Lucknam Park Hotel: A Taste Of India In The English Countryside

Nigel Tisdall, The Daily Telegraph, February 27, 2013

Street food is having a little moment. What was once treated warily by travellers is now being celebrated with a host of dedicated awards, cookbooks, websites and festivals serving up loving spoonfuls of chicken fried rice, tacos, briks, falafels and gourmet hot dogs.

Small wonder, then, that there is now a cookery course where you can learn the secrets of Indian street food without fear of getting ill, ripped off or driven to tears by a volcano of chilli. What is surprising, though, is that this takes place amid the leafy calm of a quintessentially English country-house hotel complete with wood-panelled library, Michelin-starred restaurant, spa, equestrian centre and 500 acres of perfectly groomed parkland.

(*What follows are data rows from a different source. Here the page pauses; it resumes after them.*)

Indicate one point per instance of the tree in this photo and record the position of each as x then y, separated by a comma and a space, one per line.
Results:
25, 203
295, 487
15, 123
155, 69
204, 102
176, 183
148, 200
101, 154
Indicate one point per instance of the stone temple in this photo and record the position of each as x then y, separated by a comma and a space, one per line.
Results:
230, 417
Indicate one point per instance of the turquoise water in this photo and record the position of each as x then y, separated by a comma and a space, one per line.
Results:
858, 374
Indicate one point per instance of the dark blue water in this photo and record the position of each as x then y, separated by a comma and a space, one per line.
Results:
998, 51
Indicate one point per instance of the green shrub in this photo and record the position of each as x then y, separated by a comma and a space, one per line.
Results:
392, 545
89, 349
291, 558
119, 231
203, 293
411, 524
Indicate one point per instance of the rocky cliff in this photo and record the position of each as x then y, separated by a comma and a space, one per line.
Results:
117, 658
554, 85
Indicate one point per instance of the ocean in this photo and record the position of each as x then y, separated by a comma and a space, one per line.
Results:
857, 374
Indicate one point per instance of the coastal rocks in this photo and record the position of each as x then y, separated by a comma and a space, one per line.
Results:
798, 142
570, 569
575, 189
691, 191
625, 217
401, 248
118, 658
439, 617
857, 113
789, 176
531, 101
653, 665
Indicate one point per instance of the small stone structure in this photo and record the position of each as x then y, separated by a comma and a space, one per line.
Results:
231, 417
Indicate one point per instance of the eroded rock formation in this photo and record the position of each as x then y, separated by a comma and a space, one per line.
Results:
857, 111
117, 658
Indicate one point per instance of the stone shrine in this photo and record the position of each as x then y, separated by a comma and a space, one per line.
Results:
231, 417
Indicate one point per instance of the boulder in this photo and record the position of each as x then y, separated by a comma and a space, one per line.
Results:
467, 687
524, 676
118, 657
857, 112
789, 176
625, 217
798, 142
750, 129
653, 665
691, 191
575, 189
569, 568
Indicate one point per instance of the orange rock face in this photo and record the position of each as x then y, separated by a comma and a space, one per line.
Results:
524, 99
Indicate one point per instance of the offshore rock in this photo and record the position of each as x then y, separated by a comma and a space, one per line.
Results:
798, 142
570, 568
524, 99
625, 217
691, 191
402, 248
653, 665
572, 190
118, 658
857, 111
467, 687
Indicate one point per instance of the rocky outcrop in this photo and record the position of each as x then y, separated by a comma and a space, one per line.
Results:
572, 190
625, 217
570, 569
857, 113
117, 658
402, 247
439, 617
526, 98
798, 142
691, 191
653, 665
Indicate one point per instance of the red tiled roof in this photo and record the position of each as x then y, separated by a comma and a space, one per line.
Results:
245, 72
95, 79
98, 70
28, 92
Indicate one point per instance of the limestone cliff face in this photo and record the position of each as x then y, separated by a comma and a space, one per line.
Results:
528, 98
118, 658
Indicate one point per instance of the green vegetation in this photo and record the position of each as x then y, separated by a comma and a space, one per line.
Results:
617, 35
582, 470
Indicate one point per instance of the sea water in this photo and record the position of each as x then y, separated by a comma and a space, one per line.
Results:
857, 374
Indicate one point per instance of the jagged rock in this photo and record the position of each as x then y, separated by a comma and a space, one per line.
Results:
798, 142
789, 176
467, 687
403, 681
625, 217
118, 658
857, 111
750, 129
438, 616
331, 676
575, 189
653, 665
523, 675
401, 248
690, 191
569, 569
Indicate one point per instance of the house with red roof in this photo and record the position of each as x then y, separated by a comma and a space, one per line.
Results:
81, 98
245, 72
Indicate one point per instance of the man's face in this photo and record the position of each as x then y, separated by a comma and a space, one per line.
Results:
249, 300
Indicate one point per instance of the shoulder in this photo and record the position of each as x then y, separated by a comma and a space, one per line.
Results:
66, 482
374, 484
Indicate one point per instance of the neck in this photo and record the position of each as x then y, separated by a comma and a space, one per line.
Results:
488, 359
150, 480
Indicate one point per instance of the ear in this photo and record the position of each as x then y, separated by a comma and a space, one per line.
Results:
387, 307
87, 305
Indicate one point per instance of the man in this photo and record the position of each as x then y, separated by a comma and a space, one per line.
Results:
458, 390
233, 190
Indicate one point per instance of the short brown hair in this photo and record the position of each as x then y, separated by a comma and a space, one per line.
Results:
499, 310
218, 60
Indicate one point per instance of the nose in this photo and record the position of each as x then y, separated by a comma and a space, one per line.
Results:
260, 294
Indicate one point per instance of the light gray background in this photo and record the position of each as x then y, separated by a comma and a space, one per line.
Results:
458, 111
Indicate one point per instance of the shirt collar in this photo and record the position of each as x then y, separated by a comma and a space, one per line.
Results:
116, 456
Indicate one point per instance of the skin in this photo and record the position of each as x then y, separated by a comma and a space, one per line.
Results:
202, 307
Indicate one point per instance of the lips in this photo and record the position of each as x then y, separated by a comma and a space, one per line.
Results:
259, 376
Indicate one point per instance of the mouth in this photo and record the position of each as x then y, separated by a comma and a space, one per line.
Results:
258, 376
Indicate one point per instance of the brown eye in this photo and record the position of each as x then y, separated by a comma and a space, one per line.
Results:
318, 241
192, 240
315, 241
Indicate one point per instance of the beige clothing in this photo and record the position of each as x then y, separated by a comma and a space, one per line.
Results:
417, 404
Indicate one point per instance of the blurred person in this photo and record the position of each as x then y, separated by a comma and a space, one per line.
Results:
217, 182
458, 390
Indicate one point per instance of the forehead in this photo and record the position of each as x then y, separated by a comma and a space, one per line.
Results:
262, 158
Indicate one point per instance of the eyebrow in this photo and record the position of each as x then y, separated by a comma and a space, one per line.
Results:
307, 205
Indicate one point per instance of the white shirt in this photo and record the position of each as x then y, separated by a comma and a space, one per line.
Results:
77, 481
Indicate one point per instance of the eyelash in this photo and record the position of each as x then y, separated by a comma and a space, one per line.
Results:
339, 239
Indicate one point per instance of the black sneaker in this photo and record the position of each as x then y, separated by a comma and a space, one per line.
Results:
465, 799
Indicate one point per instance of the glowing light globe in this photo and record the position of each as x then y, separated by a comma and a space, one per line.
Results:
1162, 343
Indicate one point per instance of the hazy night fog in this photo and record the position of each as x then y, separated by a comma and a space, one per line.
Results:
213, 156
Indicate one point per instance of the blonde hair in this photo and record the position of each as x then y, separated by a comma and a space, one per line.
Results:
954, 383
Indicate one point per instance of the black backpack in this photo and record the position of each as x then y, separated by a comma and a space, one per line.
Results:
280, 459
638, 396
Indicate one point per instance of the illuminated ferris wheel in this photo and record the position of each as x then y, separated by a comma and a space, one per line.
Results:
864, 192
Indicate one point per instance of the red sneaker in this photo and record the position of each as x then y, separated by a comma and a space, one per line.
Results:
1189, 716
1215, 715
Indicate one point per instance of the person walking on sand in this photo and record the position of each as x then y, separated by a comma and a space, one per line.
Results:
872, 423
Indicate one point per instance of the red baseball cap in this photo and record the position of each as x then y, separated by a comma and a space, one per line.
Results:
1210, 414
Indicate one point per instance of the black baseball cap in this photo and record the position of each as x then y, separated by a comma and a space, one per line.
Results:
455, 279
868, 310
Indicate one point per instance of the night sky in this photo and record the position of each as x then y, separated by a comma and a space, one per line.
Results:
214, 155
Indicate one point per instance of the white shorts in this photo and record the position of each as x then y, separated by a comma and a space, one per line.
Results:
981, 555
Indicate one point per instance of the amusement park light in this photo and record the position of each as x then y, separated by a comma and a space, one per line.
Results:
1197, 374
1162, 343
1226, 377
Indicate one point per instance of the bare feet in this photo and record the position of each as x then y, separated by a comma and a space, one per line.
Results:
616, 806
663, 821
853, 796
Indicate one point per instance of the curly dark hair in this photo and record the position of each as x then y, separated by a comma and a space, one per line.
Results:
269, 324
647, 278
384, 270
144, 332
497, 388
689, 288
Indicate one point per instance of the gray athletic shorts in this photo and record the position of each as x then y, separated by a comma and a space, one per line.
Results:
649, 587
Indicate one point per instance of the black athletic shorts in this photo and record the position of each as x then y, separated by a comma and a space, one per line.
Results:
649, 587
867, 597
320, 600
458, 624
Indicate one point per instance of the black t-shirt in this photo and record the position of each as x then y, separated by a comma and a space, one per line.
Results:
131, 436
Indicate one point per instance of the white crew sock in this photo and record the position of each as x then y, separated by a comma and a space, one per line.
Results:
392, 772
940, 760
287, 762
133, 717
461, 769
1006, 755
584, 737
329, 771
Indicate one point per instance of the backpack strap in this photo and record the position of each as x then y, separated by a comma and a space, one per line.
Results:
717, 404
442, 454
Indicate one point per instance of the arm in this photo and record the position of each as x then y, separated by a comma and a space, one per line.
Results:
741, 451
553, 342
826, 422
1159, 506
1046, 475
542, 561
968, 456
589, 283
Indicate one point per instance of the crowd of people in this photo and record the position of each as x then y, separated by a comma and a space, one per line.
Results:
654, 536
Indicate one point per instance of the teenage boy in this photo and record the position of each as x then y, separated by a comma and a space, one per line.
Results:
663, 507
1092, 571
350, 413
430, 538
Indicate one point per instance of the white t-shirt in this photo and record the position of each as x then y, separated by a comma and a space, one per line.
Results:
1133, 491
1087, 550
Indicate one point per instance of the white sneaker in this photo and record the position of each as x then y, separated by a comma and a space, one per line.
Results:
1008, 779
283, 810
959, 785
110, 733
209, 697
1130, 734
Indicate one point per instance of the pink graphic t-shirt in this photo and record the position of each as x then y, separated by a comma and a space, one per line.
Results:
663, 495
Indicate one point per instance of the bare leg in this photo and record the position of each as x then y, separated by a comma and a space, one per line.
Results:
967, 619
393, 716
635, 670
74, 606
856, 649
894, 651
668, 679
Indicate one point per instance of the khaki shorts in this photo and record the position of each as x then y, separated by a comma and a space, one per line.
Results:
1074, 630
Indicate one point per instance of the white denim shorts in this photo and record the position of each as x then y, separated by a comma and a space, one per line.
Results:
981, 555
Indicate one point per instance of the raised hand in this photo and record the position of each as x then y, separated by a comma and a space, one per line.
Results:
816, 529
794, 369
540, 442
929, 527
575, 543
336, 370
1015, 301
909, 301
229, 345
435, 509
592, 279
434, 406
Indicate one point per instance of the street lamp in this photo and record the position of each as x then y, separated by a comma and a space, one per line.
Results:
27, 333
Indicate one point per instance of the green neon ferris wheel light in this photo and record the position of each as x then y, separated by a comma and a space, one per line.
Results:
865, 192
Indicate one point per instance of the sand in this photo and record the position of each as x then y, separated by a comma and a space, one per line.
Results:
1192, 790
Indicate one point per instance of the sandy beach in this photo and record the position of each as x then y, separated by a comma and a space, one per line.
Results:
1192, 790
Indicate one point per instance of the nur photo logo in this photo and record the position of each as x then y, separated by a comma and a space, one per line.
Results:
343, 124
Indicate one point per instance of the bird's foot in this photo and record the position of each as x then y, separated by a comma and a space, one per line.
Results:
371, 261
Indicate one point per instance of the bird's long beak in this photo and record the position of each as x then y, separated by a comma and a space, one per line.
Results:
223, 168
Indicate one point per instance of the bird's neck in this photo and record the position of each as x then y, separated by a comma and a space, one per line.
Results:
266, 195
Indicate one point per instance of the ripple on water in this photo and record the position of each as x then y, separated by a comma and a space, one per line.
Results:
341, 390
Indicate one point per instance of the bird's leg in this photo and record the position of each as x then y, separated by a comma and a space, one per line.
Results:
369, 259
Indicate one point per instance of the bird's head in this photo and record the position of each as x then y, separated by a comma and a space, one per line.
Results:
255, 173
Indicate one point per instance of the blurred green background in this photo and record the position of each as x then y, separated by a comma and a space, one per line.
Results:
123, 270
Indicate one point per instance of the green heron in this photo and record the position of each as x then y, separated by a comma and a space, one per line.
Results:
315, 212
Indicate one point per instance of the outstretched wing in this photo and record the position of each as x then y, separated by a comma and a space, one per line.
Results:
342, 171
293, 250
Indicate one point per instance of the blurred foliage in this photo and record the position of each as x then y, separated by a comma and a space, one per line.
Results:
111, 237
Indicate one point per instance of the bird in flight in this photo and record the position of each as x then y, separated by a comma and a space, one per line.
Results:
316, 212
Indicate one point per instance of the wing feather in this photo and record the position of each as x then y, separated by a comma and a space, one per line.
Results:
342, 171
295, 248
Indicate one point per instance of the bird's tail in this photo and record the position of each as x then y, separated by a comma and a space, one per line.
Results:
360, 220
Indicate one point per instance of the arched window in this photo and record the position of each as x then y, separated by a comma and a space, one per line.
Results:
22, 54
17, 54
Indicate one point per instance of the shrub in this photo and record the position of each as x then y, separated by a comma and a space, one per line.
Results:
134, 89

Six miles from Bath, the privately owned 42-room Lucknam Park Hotel couldn’t be farther from the back alleys of Lucknow, yet it is here that I am learning about spices, marination and the secrets of a proper Sindhi-style samosa. Opened last November, Lucknam Park Cookery School is run by Hrishikesh Desai, a genial, 33-year-old chef who was born in Pune, near Mumbai. Known as “Kesh”, he teaches 24 different courses, ranging from Classic British Puddings to Michelin Star Cooking at Home, although Indian food is clearly closest to his heart.

The irony of making a humble dish such as aloo tikki − a potato cake Kesh dubs “the poor man’s burger” − in a swanky kitchen purpose-built for its 12 students is not lost on us. We’re learning new culinary tricks in a world of “InductoBase” Belgian saucepans, “tri-mode” Italian fridges and German knives sharpened using “world-edge geometry”.

Kesh’s seven-hour course offers an easy combination of practical lessons and demos, with the first provoking a frenzied game-show atmosphere as we mix and grind seeds and spices, and try to create neat cones of dough that then have to be filled with a spicy potato mixture. “Would you bother to do all this at home?” I whisper to a fellow student as my designer samosa starts to look like a snake that’s swallowed a sofa. “Probably not,” she replies. “But it’s fun to try.”

Amazingly, by 2pm everything comes together and we sit down for a feast of nine dishes paired with a chilled riesling from New Zealand. The verdict? Delicious but very filling, as street food is meant to be.

The test comes back home when I try out my new-found talents one Sunday lunch, only to find that my chickpea curry is too hot and the tamarind chutney won’t set. After a mild panic, I find YouTube videos prove a far better learning resource than the poorly written recipe book supplied by the school.

It all gets eaten, though, and such courses are not about competing for a Roux Scholarship or the National Chef of the Year Award, both of which the multi-talented Kesh has won. They are an entertaining and instructive short break, and manna to the gift-voucher buyer (hint: Mother’s Day is March 10, Father’s Day June 16). Best of all, there’s a smart hotel next door, and no one has to be washing-up wallah.

The details

Cookery courses at Lucknam Park Hotel & Spa (01225 742777; lucknampark.co.uk ) cost £175. A “Stay and Cook” package costs from £395 (based on single occupancy) until March 31, including breakfast and use of spa.